Co-sponsored by the Departments of Chemistry and Physics and the Program in Cell Biology.

Jesse Berezovsky (Physics) on the prize in Physics; Metin Karayilan (Chemistry) on the prize in Chemistry; and Cynthia Beall (Anthropology) and Patricia Princehouse (Institute for the Science of Origins) on the prize in Physiology or Medicine. 

The Nobel Prize in Physics 2022 was awarded to Alain Aspect, John F. Clauser and Anton Zeilinger for experiments with entangled photons, elucidating the bizarre nature of quantum mechanics, and setting the stage to develop new types of quantum technology. Though quantum mechanics had already revolutionized science and technology by the mid-20th century, the theory rested on some strange, confusing, and even unsettling, foundations. Questions around the idea of quantum entanglement and the key role of “measurement” in quantum mechanics led to much debate over whether the theory was complete, and how it should be interpreted. It wasn’t until the 1970s, through experiments pioneered by Clauser, Zeilinger, and Aspect, that these strange phenomena were conclusively observed. Questions about the meaning of quantum mechanics are still hotly debated, but we now know that the universe truly is counterintuitive, and furthermore, that we can harness these strange properties for new ways of processing and transmitting information.

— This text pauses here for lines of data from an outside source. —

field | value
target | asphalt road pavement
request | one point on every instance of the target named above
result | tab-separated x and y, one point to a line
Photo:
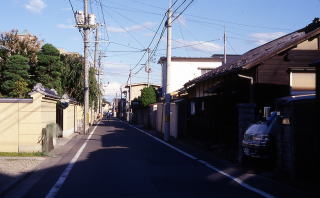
120	161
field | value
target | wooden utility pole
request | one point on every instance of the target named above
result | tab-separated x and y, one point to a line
96	47
168	79
86	29
148	69
225	46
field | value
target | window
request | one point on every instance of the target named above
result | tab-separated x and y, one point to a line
302	82
192	108
203	71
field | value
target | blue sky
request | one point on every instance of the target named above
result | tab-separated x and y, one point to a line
131	24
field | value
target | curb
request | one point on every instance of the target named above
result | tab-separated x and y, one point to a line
18	179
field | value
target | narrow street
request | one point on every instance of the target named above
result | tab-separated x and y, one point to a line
120	161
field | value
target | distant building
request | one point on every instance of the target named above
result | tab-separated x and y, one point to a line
188	68
135	90
64	52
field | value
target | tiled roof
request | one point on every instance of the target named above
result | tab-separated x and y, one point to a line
261	53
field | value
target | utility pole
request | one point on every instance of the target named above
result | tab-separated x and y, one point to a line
225	46
99	83
96	47
168	86
86	30
148	68
85	21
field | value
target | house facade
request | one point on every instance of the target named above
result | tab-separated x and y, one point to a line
134	90
276	69
187	68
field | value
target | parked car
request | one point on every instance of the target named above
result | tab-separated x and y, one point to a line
259	138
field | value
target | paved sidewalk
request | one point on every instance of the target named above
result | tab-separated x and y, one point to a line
15	169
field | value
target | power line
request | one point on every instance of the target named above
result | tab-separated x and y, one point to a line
124	29
183	11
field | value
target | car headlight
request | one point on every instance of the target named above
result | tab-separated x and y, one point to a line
260	138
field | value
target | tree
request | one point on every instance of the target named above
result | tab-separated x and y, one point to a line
20	44
49	68
148	96
94	89
72	76
15	76
73	80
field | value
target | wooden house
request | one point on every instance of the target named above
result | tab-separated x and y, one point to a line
276	69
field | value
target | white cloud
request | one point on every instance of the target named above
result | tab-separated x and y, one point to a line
111	89
64	26
35	6
199	45
116	65
262	38
65	9
182	21
131	28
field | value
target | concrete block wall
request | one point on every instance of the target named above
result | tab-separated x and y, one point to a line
22	122
69	120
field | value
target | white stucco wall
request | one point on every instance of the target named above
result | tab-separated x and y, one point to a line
183	71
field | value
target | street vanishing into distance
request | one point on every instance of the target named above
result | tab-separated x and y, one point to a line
120	161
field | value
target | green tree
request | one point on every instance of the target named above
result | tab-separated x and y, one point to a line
148	96
94	90
49	68
20	44
73	80
72	76
15	76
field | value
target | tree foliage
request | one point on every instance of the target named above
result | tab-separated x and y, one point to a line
24	63
20	44
15	76
49	68
72	76
148	96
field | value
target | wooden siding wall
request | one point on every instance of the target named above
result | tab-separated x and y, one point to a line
275	70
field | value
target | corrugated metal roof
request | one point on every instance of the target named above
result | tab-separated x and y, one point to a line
261	53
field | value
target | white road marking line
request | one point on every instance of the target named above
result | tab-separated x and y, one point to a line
56	187
237	180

The 2022 Nobel Prize in Chemistry was awarded jointly to Barry Sharpless, Carolyn Bertozzi, and Morten Meldal “for the development of click chemistry and bio-orthogonal chemistry.” Sharpless and Meldal developed the first click reaction independently. The seminal review paper co-authored by Hartmuth Kolb, M. G. Finn, and Barry Sharpless was published in May 2001. Later that year, Sharpless received his first Nobel Prize (one-half of the award) in Chemistry for the discovery of currently known as Sharpless epoxidation reaction. The Click reaction is a very selective organic reaction between azides (-N3) and alkynes (C-C triple bonds) in the presence of a copper (Cu) catalyst. Later on, Bertozzi and co-workers developed the bio-orthogonal Cu-free click reaction by eliminating a cytotoxic metal catalyst. Metal-free reaction allowed this chemistry to be used in biological systems such as enabling the production of “clickable” antibodies to target tumors.

The 2022 Nobel Prize in Physiology or Medicine was awarded to Svante Pääbo of the Max Planck Institute for Evolutionary Anthropology in Leipzig, Germany, for his discoveries concerning the genomes of extinct hominins and human evolution. He and his team developed the methods of extracting and analyzing ancient DNA (aDNA) from fossils. Pääbo and his team published on aDNA from 40,000-year-old Neandertal fossils to address long-standing questions about human evolution: the characteristics and abilities of Neandertal and their relationship to modern humans.  They repeated the process on a tiny finger bone from a girl who died earlier in Siberia and discovered another extinct group related to both Neandertals and modern humans, the Denisovans.  The booming field of paleogenomics changed what we know about our ancestors and provided new perspectives on the origins of modern human biology.  

Talks followed by a reception 5 – 6 pm.